Susanna: No, but because we wrote the script before showing it to anyone, including Lionsgate. We just put our heads down and wrote it without running the idea by anyone, because it was tonally different for us and we knew on some level that we’d get asked a lot of questions and maybe start to doubt ourselves. We wanted to prove to ourselves we could do it.

What was it like to film on location in Budapest? Any good stories?

David: You mean the site of the largest synagogue in Europe? People were wonderful, food was wonderful, it was a great city to walk around in.

Susanna: Any place where the Jewish district is the hipster district is a very surreal and awesome place.

David: Yeah. Pertinent to your readership, the most popular restaurant in Budapest was called Mazel Tov, and it was great.

Susanna: The same guy was playing Drake covers every night.

David: Yeah, acoustic Drake covers. You know, Jewish music.

There aren’t many women behind the camera in the film industry in general, and even less in blockbuster comedies. Off the top of my head, I can name just one. Why do you think that is, and what can we do to change that?

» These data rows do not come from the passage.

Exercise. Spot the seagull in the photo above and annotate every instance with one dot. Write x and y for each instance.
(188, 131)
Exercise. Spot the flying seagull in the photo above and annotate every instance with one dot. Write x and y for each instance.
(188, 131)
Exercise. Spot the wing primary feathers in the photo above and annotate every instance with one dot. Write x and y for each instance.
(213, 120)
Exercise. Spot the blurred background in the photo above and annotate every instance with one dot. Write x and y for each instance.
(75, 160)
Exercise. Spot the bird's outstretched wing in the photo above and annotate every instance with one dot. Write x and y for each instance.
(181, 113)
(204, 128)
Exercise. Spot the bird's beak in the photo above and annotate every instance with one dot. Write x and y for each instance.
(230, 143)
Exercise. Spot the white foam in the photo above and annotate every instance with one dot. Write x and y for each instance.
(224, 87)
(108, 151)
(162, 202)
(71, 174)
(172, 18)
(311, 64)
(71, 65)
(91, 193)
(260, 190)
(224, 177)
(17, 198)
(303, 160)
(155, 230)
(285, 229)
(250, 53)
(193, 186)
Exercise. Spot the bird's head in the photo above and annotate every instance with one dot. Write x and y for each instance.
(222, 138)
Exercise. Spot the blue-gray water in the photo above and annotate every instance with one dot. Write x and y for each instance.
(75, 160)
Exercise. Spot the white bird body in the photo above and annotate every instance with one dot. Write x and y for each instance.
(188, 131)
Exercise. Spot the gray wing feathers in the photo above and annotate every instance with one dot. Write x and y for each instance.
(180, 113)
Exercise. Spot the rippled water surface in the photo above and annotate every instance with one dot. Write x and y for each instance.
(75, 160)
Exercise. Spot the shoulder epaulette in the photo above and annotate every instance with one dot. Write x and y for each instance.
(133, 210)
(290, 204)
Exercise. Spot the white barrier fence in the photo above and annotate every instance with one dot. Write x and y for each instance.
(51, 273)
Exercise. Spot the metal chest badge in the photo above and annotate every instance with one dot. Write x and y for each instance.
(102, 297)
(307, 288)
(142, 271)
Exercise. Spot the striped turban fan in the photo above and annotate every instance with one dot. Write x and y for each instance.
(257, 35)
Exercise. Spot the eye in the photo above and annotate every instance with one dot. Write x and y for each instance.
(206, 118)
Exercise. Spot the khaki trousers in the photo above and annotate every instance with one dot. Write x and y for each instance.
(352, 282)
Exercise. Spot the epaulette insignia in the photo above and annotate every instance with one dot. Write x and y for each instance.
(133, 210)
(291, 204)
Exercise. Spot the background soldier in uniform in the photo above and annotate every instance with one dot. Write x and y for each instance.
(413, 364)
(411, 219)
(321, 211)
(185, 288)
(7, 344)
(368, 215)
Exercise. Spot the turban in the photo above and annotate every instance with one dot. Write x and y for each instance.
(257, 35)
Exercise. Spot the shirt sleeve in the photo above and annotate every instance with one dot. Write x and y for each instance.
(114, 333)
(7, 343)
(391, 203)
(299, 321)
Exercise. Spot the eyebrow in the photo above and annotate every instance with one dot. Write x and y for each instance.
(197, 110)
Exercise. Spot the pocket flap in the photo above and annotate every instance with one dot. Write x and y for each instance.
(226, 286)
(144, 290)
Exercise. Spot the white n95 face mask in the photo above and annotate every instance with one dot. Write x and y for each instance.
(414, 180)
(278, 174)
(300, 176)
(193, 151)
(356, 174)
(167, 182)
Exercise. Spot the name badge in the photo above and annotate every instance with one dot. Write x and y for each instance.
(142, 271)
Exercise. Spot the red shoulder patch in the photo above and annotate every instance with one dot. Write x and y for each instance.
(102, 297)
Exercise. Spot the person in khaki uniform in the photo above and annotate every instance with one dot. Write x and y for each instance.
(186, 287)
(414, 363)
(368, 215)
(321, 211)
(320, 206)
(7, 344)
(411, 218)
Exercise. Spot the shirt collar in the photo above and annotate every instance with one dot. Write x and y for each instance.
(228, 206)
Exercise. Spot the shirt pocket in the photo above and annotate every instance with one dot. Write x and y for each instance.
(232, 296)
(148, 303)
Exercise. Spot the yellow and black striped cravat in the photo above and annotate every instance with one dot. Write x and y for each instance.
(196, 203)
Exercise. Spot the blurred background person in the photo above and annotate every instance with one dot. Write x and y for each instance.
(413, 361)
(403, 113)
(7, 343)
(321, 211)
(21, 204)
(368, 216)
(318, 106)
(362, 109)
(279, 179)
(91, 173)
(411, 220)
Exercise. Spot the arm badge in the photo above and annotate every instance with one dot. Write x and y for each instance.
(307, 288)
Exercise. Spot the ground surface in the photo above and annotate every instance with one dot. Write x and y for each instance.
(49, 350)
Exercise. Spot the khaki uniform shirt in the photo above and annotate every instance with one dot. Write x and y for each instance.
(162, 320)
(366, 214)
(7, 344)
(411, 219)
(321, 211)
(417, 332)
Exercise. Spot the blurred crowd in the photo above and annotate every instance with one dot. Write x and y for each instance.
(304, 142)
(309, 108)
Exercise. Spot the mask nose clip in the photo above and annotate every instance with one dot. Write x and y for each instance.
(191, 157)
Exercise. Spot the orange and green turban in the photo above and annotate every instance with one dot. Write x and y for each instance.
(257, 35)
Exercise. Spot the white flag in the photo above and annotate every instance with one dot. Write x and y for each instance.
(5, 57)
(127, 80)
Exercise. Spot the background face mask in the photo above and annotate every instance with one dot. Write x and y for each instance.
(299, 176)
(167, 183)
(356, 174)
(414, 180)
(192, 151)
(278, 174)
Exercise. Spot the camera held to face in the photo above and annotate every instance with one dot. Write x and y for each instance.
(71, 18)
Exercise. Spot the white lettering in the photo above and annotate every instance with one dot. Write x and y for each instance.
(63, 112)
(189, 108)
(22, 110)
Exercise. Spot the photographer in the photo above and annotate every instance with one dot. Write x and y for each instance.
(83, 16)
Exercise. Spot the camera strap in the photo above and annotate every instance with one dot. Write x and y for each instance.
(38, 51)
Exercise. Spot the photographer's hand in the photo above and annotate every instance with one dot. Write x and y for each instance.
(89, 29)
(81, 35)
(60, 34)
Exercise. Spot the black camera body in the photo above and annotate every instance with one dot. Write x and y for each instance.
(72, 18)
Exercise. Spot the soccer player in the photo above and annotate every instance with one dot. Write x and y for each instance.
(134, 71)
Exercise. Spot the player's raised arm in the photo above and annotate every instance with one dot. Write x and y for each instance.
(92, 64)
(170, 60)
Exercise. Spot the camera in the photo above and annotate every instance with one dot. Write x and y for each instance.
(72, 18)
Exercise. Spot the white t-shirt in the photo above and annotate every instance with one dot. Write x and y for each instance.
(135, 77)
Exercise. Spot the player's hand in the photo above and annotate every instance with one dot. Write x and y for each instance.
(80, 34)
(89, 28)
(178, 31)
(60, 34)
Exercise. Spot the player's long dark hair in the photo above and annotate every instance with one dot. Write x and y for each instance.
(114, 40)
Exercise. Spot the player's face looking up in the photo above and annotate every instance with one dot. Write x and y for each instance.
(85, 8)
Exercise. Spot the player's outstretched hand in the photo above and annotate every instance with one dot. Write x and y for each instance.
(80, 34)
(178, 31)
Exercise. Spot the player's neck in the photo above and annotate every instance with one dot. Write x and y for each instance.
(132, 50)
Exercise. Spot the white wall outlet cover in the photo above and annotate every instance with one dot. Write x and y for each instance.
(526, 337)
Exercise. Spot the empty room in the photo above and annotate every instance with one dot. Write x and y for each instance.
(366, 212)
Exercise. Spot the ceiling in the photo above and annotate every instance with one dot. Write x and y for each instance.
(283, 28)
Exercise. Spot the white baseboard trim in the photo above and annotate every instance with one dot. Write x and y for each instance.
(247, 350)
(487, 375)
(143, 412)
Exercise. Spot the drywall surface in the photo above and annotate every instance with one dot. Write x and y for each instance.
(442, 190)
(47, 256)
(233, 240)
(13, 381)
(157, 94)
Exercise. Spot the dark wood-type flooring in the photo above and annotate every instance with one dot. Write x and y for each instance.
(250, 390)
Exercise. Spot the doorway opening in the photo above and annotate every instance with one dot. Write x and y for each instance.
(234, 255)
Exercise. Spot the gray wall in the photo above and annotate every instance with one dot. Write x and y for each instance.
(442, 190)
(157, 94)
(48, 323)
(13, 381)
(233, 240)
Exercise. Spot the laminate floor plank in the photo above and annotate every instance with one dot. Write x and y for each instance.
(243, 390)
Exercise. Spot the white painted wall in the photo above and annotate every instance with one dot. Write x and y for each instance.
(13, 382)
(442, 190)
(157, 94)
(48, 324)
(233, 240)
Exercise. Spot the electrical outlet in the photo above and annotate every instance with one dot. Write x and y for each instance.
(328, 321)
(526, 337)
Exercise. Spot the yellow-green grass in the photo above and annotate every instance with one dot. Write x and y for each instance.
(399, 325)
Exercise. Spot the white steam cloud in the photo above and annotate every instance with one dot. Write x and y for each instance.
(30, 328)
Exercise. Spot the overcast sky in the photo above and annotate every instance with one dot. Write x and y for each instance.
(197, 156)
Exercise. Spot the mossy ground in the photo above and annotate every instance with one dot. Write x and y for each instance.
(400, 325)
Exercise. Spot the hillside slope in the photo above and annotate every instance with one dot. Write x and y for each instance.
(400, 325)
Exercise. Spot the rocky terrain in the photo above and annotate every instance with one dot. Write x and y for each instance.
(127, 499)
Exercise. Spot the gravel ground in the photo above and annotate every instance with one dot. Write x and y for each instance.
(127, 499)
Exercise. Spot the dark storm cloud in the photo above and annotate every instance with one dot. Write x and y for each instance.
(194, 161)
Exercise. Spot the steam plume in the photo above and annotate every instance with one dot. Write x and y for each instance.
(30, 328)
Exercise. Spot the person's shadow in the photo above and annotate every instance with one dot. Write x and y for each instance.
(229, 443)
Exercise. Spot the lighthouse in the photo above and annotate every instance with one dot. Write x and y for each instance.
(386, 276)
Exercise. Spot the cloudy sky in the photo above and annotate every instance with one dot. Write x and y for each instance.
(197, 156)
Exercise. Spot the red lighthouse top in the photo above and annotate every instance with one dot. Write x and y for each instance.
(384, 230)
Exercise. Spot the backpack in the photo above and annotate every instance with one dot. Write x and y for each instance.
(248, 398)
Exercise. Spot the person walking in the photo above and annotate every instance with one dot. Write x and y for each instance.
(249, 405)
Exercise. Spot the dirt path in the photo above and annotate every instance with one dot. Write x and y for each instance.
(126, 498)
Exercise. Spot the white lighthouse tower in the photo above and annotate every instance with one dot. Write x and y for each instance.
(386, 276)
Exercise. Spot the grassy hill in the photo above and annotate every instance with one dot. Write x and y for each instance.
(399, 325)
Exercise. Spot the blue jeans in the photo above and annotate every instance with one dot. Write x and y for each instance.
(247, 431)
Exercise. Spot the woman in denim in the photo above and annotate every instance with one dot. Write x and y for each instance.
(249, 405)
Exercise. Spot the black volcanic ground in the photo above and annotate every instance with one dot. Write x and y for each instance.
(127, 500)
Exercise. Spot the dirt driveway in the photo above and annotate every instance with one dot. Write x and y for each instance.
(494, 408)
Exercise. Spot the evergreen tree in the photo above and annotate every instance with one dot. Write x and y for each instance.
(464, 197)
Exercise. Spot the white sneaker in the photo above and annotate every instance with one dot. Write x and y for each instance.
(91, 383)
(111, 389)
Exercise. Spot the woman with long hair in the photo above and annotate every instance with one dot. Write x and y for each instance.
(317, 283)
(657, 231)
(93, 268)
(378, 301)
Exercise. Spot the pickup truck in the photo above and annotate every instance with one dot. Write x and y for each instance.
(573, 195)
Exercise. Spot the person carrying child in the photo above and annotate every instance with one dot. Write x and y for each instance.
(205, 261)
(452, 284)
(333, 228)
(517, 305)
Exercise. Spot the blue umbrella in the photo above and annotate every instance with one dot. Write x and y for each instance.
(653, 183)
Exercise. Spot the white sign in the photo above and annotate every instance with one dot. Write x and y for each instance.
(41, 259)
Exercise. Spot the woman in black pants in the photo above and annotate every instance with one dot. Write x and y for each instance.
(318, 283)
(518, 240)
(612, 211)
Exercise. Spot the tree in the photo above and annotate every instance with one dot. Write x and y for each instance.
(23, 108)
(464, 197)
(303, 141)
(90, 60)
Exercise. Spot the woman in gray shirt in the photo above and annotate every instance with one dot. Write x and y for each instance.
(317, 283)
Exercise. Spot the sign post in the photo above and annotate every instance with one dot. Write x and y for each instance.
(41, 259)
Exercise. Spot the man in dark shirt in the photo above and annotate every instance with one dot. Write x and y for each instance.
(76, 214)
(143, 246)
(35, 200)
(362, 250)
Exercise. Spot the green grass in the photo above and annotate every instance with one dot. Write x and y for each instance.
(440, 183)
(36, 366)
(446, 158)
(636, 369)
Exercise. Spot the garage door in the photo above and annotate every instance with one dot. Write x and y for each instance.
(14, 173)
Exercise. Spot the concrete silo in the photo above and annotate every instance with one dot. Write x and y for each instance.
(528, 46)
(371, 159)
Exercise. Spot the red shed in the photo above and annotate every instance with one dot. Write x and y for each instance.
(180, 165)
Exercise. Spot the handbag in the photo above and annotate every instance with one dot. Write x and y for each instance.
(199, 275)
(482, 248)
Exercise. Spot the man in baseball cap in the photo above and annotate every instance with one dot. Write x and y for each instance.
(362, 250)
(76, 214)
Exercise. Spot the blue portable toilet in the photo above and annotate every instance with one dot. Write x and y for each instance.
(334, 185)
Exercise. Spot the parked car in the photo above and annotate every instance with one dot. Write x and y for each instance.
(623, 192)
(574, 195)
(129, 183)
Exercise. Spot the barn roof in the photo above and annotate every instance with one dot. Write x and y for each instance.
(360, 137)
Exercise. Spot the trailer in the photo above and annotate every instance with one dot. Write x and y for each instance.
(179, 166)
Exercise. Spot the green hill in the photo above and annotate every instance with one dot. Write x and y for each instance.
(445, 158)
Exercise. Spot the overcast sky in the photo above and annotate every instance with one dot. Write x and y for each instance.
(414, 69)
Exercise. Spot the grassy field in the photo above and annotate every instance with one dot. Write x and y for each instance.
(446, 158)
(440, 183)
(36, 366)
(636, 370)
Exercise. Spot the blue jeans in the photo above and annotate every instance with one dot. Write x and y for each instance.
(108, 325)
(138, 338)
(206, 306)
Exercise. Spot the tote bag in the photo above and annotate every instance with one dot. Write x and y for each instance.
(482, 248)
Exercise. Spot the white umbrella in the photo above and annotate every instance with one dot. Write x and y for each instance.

David: You can take that question.

Susanna: Yeah, don’t mansplain how to answer a women-in-Hollywood question, Dave. I think the women-in- Hollywood problem is a chicken-and-egg problem, or rather, multiple chickens and eggs. Economics drive the creative, and for a long time, movies about men were just considered “movies,” whereas movies about women were considered niche and only appealing to women. This is to an extent still true, and what it does is represent movies about women as less profitable. Whether that’s true or not, it creates fewer opportunities for us. And at the same time, even though the current climate is welcoming hearing from us, we were raised in a very different climate so we are still adjusting to having the swagger and confidence to put our stories out there. What we can do to change that as women is just to ask ourselves “what would a dude do?” in situations where we are feeling uncertain.

Now that your first big-budget studio film has been released, is anything else in the works?

Susanna: We’re working on a few things! An action-adventure comedy, and a big epic superhero thing that tries to redefine that canon a bit and tap into the current zeitgeist around politically motivated, progressive young people who are frustrated with the government letting them down.

Lastly, do you have a favorite Jewish joke?

Susanna: I’m gonna let the former SNL writer who reads books about comedy supply this one.

David: Oh God. I can’t think of one.

Susanna: Here’s one. My dad has written a book of original limericks. Funny because it’s true.

The Spy Who Dumped Me is now playing in theaters everywhere.

Elazar Abrahams is a former intern at Tablet, and will attend Yeshiva University after a gap year at Netiv Aryeh in Jerusalem.